Included were 20 patients who underwent a biopsy. These patients received 2 doses of nivolumab 4 and 2 weeks prior to resection of the tumor. Scientists examined pretreatment biopsy tissue and examined the resected tumor post-treatment using PD-L1 staining, multiplex immunohistochemistry, and T cell receptor sequencing.
They also determined the level of pathological regression through a method that has been previously used in neoadjuvant chemotherapy in patients with non-small cell lung cancer (NSCLC). Tumors considered to have underwent major pathological regression had a resected tumor with less than 10% living cancer cells.

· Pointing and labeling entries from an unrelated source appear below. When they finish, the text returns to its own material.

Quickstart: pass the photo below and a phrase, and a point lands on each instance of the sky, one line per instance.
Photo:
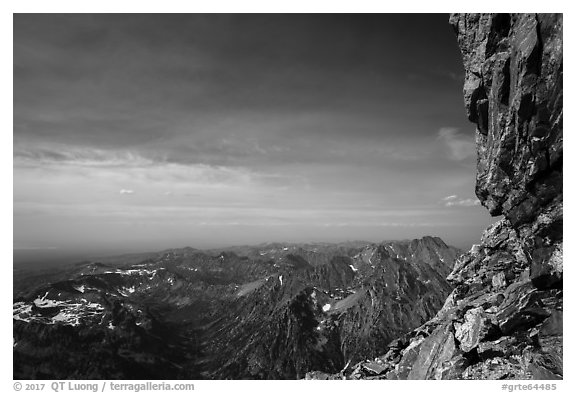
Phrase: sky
(151, 131)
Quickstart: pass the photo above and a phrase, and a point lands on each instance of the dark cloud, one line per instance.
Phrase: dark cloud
(284, 110)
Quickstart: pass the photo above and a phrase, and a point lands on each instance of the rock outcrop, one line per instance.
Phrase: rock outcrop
(503, 319)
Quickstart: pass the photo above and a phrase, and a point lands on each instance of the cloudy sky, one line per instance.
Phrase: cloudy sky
(142, 132)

There were no significant effects on safety nor any delays to surgery, and approximately 40% of patients had a major pathological tumor regression, according to the study. These tumors either had a complete response to the treatment or isolated remaining cancer cells.

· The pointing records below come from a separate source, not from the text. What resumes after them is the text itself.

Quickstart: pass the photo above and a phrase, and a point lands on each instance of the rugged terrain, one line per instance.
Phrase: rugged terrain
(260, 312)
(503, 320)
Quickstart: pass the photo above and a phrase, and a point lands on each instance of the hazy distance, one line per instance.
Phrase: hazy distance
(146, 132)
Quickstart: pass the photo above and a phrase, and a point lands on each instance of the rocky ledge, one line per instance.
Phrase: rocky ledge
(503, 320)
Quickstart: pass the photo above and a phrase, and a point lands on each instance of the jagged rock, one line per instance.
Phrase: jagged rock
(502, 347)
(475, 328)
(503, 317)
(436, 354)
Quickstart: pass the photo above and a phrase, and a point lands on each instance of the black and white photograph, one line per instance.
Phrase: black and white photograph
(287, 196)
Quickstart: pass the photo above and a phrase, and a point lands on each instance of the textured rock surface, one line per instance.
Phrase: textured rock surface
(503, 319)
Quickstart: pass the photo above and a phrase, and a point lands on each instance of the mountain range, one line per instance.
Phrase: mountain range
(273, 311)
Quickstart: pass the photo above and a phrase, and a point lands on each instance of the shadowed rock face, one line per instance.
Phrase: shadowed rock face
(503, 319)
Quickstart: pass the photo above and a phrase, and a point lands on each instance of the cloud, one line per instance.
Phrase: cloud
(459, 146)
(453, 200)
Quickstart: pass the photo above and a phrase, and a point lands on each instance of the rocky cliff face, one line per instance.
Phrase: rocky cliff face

Other patients had some regression of their tumor, which is characterized by an infiltration of immune cells. The infiltration of immune cells was determined through multiplex immunohistochemistry, which can also identify new T cell clones that were not in the original biopsy.
“We found that neoadjuvant administration of nivolumab is safe and feasible in stage I-IIIA NSCLC and also a preliminary signal that anti-PD-1 immunotherapy may have activity in early stage lung cancer,” Dr Forde said. “Following these initial results we are expanding the study. One cohort will receive a third dose of nivolumab preoperatively and the other will receive the combination of nivolumab and ipilimumab preoperatively. This expanded study will continue to be conducted in collaboration with investigators at Johns Hopkins University and Memorial Sloan-Kettering Cancer Centre. Others, such as the Lung Cancer Mutation Consortium in the United States, are also conducting larger studies of neoadjuvant immune checkpoint inhibition in NSCLC.”